Paradas crónicas

Subía los peldaños de la estación preguntándome por qué. Dos meses viviendo en la capital y la única certeza de la que podía hacer gala era la siguiente: en Madrid todo se multiplica. No es una certeza significativa, me dirás, alardeas de algo indudable. Y lo es, pero no es lo mismo que te cuenten que el paso de zebra que hay entre el Reina Sofía y Atocha es tan largo que a veces se cambia el semáforo mientras cruzas (por muy rápido que vayas) que descubrirte cruzándolo corriendo y con cara de estupefacción. Qué provinciano se siente uno.

Paradas crónicas. Ese era el título. Que por qué entré es algo que yo también me pregunto. Es fácil sucumbir a una metáfora. La cosa es que me senté en la última fila con la certeza de que terminaría saliendo de allí apenas pasados unos minutos, -quince, quizá- ese fue el tiempo que calculé en mi cabeza, lo suficiente como para no parecer descortés.

Y de repente allí estaba ese tipo, diciéndose (diciéndonos) que desde que se había quedado parado (figurativa y literalmente) todo el mundo se empeñaba en hostigarle a continuar. Como si la vida consistiese en eso, en insistir, y como si aquel que se queda parado tuviese que ser empujado, arrastrado por la multitud hasta volver a incorporarse. Y de repente allí estaba yo también, reconociéndome en sus palabras, recordando cada uno de mis “he llegado tarde” y las veces en las que me había maldecido por ir a destiempo del resto, por estar ahí, simplemente, por estar.

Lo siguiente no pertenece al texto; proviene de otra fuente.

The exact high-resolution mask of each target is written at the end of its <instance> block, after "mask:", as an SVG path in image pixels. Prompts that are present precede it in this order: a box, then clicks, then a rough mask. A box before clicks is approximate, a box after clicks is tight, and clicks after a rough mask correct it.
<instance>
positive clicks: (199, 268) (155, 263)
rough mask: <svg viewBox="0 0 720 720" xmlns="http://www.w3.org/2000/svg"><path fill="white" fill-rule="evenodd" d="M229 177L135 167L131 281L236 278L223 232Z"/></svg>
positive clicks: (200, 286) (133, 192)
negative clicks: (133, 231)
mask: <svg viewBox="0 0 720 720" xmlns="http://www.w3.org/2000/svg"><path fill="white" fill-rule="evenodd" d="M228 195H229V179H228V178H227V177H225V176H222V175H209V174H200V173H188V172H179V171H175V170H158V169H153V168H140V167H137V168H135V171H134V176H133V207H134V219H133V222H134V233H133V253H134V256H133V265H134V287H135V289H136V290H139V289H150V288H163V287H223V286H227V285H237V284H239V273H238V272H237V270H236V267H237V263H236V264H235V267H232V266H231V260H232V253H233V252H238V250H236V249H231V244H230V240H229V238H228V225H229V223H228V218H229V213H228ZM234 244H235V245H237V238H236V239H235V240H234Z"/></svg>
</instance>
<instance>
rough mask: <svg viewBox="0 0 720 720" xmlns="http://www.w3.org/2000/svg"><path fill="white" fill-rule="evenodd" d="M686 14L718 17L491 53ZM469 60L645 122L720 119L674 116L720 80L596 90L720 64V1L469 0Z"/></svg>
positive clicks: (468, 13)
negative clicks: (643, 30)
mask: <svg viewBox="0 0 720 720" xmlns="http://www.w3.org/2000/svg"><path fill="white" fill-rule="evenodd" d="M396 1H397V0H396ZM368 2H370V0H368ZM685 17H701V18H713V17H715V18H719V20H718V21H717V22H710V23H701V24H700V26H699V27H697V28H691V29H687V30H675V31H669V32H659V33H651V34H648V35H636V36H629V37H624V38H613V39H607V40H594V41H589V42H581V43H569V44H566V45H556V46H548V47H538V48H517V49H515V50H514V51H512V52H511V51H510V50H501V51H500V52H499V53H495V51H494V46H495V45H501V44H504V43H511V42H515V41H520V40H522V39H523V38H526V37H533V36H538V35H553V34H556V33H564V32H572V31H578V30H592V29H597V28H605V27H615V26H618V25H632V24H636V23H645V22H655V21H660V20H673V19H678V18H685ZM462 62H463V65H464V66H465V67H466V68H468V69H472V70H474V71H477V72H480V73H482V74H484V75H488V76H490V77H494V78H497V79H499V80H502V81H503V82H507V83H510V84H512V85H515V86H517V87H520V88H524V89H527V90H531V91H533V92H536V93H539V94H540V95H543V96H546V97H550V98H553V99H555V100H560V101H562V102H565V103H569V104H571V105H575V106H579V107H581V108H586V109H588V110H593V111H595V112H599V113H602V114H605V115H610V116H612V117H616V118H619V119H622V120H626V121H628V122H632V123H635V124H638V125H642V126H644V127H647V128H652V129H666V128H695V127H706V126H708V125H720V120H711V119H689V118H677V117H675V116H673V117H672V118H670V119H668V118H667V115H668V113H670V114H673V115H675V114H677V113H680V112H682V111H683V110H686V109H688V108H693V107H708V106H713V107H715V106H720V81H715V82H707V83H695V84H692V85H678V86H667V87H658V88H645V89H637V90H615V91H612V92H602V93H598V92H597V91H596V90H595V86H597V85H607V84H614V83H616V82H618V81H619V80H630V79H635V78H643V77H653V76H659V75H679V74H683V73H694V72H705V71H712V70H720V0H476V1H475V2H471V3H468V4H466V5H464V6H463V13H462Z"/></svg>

Casi todos jugamos al pollito inglés de pequeños. La perfecta analogía de la vida. Uno dejaba de mirar y entre tanto todos nos dejábamos la piel por avanzar sin que nos viese. Y eso seguimos haciendo con los años: adelantarnos, aproximarnos, valiéndonos de lo que tengamos a mano, acelerando amenazantemente o trasladándonos poco a poco, prudentes, poniendo nuestra mejor cara. En definitiva, ansiando tocar la pared sin que el que está allí se percate de nuestra proximidad, procurando encontrarle desprevenido, incauto, para, de una vez por todas, decir: “estoy aquí y soy más fuerte que tú, porque mientras tú prestabas atención a la pared yo te miraba a ti, y a avanzaba, y ahora mira dónde estoy”.

Así que eso es, uno se gira un momento y entre tanto todos nos dejamos la piel por avanzar. Que a dónde avanzamos. Pues sencillamente a donde la otra persona esté. Que por qué. Eso es lo de menos. La cosa es que ella está. Y punto.

Pero qué ocurre, qué ocurre si uno de los niños pisa un chicle y el chicle se le queda pegado en el zapato. Qué ocurre si ese niño pierde un turno porque está demasiado ocupado mirando su zapato y el chicle, qué ocurre si pierde dos porque le cuesta levantar el pie, moverse, continuar.

El niño se ha quedado solo mirando su zapato mientras todos avanzan. Y así, por culpa de un chicle pegado en el suelo, el niño es aventajado por el resto, rebasado y, a veces, incluso, embestido y arrollado, siendo esa inmovilidad que deviene en inercia trasladada a merced del gentío.

Paradas crónicas. Ese era el título. Que por qué entré es algo que yo también me pregunto. Es fácil sucumbir a una metáfora. Más aún si habla de ti. De los que alguna vez nos quedamos parados en un tiempo que es un poco más lento del habitual. Los que respiramos hinchando nuestros pulmones y escuchando cantar a los estorninos. Y saludamos al vecino. Los que fuimos rebasados y llegamos a comprender que preferíamos el paseo pausado a las pisadas arremolinadas que no saben a dónde se dirigen. Como los niños, con el tiempo de los niños, como cuando a un niño se le queda un chicle pegado en el zapato.